The State Department website is going to “audio stream” tonight’s State of the Union address by President Bush in several languagues.
From a State Department release:
President George W. Bush will deliver the annual State of the Union Address to a Joint Session of Congress, Tuesday, January 31, 2006. The Department of State will provide live audio streams of the State of the Union Address at 9:00 pm EST (0200 GMT) in the following languages:
English, Arabic, Farsi, Bahasa Indonesian, Spanish, French, Russian.
To access these streams, log onto www.state.gov.
At 1:00 am EST (0600 GMT) Wednesday, February 1, audio files of the following languages will also be available:Portuguese, Swahili and Turkish.
At 12:00 pm (1700 GMT) on Wednesday, February 1, an audio file in Hausa will be available.

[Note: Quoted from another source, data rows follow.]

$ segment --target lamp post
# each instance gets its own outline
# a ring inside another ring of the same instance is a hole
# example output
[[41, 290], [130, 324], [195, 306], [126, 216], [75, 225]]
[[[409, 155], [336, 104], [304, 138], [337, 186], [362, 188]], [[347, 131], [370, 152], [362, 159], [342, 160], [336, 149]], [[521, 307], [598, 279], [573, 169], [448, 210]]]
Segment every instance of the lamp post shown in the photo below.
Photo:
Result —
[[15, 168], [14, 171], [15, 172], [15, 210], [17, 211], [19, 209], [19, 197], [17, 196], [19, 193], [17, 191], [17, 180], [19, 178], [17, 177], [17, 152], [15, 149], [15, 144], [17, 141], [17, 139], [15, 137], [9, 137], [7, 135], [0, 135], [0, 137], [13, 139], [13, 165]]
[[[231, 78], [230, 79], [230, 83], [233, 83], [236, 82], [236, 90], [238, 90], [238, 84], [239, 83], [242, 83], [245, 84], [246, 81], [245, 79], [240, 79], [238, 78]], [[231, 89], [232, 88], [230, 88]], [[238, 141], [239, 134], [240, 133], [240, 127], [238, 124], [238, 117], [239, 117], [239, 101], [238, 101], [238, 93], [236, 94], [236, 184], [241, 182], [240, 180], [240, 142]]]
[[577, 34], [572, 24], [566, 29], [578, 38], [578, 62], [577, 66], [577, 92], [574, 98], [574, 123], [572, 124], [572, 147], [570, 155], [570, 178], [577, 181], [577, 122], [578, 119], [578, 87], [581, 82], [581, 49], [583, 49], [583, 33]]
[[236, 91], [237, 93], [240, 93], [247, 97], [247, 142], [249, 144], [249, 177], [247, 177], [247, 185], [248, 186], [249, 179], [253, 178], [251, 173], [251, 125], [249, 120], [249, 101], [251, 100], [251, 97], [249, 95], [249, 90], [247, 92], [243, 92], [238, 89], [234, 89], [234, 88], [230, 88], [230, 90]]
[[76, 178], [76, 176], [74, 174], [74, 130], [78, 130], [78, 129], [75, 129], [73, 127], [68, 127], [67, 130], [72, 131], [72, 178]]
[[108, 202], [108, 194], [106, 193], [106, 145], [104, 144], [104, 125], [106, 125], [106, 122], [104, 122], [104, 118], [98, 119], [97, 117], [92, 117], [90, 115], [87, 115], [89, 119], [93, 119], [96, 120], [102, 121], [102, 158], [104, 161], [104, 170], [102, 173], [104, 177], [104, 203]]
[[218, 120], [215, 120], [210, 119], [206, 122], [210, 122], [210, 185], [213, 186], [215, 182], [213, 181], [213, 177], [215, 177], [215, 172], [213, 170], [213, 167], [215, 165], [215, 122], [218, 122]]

Additionally, these audio streams will be available as podcasts on Wednesday, February 1 at 12:00 pm (1700 GMT).
I am actually glad that the State Department is reaching out to people across the English language wall, but there are some obvious missing biggies:
Mandarin, Cantonese, Hindi, Korean, Japanese
Asia has some of the densest points of DSL deployment in the world, particularly in South Korea, Japan, Singapore, Taipei, and Hong Kong.
Many of the targeted language groups have low internet penetration, though some may tune in anyway.
But a question for State, will the rebuttal also be aired?
To show that America has some belief in “the rights of the political minority” not airing the rebuttal would send all the wrong signals.